03. Security Breach Shakes US Department of Transportation

The US Department of Transportation (DoT) experienced a security breach in its TRANServe system, exposing the personal information of 237,000 current and former employees. The breach occurred in systems used for administrative functions and didn’t affect transportation safety.

The DoT is investigating the incident, suspended system access, and aims to restore it securely. Coincidentally, a recent report by the US Government Accountability Office highlighted shortcomings in DoT’s cybersecurity efforts and unfulfilled recommendations, including addressing workforce issues and privacy matters. The DoT needs to improve its cybersecurity posture and implement the GAO’s recommendations to enhance agency operations.

US Department of Transportation (DoT) experienced a security breach
fake login forms to steal Microsoft credentials

04. Unmasking Stealthy Phishing: RPMSG Attachments Target Microsoft Credentials

Attackers are exploiting encrypted RPMSG attachments sent through compromised Microsoft 365 accounts for targeted phishing attacks, using fake login forms to steal Microsoft credentials.

The phishing emails redirect recipients to legitimate Microsoft services, then to a fake SharePoint document hosted on Adobe’s InDesign service, collecting system information and login details.

Detecting and countering this low-volume, targeted attacks are challenging, and educating users and enabling Multi-Factor Authentication (MFA) are recommended for mitigation.

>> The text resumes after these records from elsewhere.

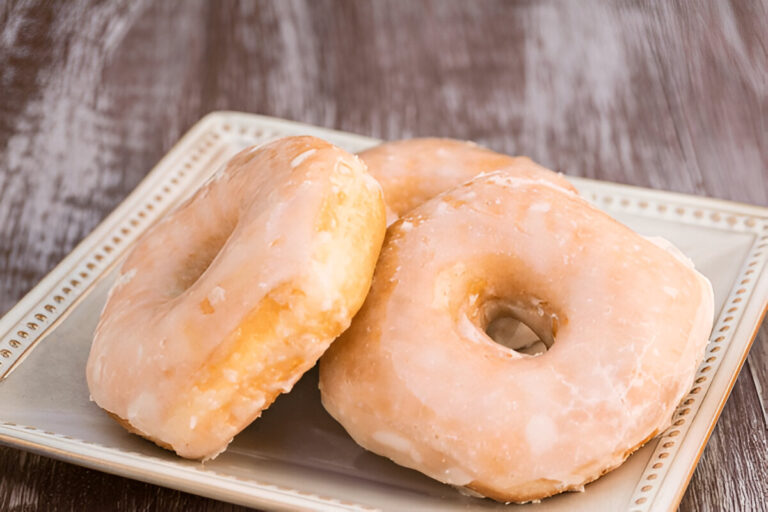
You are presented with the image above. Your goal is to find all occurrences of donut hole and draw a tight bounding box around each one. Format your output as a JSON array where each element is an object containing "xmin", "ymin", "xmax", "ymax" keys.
[
  {"xmin": 173, "ymin": 222, "xmax": 236, "ymax": 296},
  {"xmin": 483, "ymin": 301, "xmax": 557, "ymax": 356},
  {"xmin": 485, "ymin": 316, "xmax": 549, "ymax": 356}
]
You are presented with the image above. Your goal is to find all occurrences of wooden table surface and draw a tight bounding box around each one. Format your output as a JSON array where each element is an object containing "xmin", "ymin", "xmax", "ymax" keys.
[{"xmin": 0, "ymin": 0, "xmax": 768, "ymax": 511}]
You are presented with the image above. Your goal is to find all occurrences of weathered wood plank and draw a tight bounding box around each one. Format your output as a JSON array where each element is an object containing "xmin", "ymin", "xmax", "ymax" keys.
[{"xmin": 0, "ymin": 0, "xmax": 768, "ymax": 510}]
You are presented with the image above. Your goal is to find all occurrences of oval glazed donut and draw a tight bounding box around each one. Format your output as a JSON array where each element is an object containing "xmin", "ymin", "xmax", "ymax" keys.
[
  {"xmin": 87, "ymin": 137, "xmax": 385, "ymax": 458},
  {"xmin": 358, "ymin": 138, "xmax": 576, "ymax": 223},
  {"xmin": 320, "ymin": 172, "xmax": 713, "ymax": 502}
]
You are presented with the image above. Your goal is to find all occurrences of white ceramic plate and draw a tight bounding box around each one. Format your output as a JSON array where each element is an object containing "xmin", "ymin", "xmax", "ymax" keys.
[{"xmin": 0, "ymin": 112, "xmax": 768, "ymax": 512}]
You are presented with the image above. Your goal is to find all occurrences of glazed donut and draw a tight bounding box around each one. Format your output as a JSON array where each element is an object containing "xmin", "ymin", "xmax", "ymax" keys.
[
  {"xmin": 87, "ymin": 137, "xmax": 385, "ymax": 459},
  {"xmin": 358, "ymin": 138, "xmax": 576, "ymax": 224},
  {"xmin": 320, "ymin": 172, "xmax": 713, "ymax": 502}
]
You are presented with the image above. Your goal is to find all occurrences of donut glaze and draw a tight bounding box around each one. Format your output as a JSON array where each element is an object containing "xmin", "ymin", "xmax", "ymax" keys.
[
  {"xmin": 358, "ymin": 138, "xmax": 576, "ymax": 224},
  {"xmin": 86, "ymin": 137, "xmax": 385, "ymax": 459},
  {"xmin": 320, "ymin": 172, "xmax": 713, "ymax": 502}
]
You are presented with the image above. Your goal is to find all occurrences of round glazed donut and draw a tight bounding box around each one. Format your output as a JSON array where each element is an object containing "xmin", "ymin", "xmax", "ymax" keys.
[
  {"xmin": 87, "ymin": 137, "xmax": 385, "ymax": 459},
  {"xmin": 358, "ymin": 138, "xmax": 576, "ymax": 224},
  {"xmin": 320, "ymin": 172, "xmax": 713, "ymax": 502}
]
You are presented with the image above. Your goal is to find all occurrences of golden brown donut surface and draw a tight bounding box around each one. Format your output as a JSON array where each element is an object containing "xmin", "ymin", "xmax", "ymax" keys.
[
  {"xmin": 87, "ymin": 137, "xmax": 385, "ymax": 458},
  {"xmin": 359, "ymin": 138, "xmax": 576, "ymax": 223},
  {"xmin": 320, "ymin": 172, "xmax": 713, "ymax": 502}
]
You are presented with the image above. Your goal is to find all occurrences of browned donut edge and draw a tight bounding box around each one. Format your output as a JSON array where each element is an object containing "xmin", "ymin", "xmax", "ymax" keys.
[
  {"xmin": 104, "ymin": 411, "xmax": 175, "ymax": 452},
  {"xmin": 466, "ymin": 427, "xmax": 666, "ymax": 504}
]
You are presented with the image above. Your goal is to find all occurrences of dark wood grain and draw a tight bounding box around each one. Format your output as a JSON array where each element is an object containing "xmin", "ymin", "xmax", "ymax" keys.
[{"xmin": 0, "ymin": 0, "xmax": 768, "ymax": 511}]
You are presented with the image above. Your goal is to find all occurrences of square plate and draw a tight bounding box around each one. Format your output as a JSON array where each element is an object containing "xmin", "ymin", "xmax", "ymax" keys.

05. China-Based Group Infiltrates Critical US Infrastructure Undetected

A China-based group called Volt Typhoon has infiltrated critical infrastructure organizations in the US and Guam undetected, according to Microsoft and the “Five Eyes” nations. The group focuses on espionage and information gathering, hiding its activities within infected machines, and using compromised network equipment.

Its main targets are communication, manufacturing, utility, transportation, and government sectors. Microsoft warns of potential disruptions to US-Asia communications infrastructure during crises. The group uses stealthy techniques, relying on legitimate tools and stolen credentials to avoid detection. Chinese hackers have also targeted Kenya’s government to gather information on debt owed to Beijing.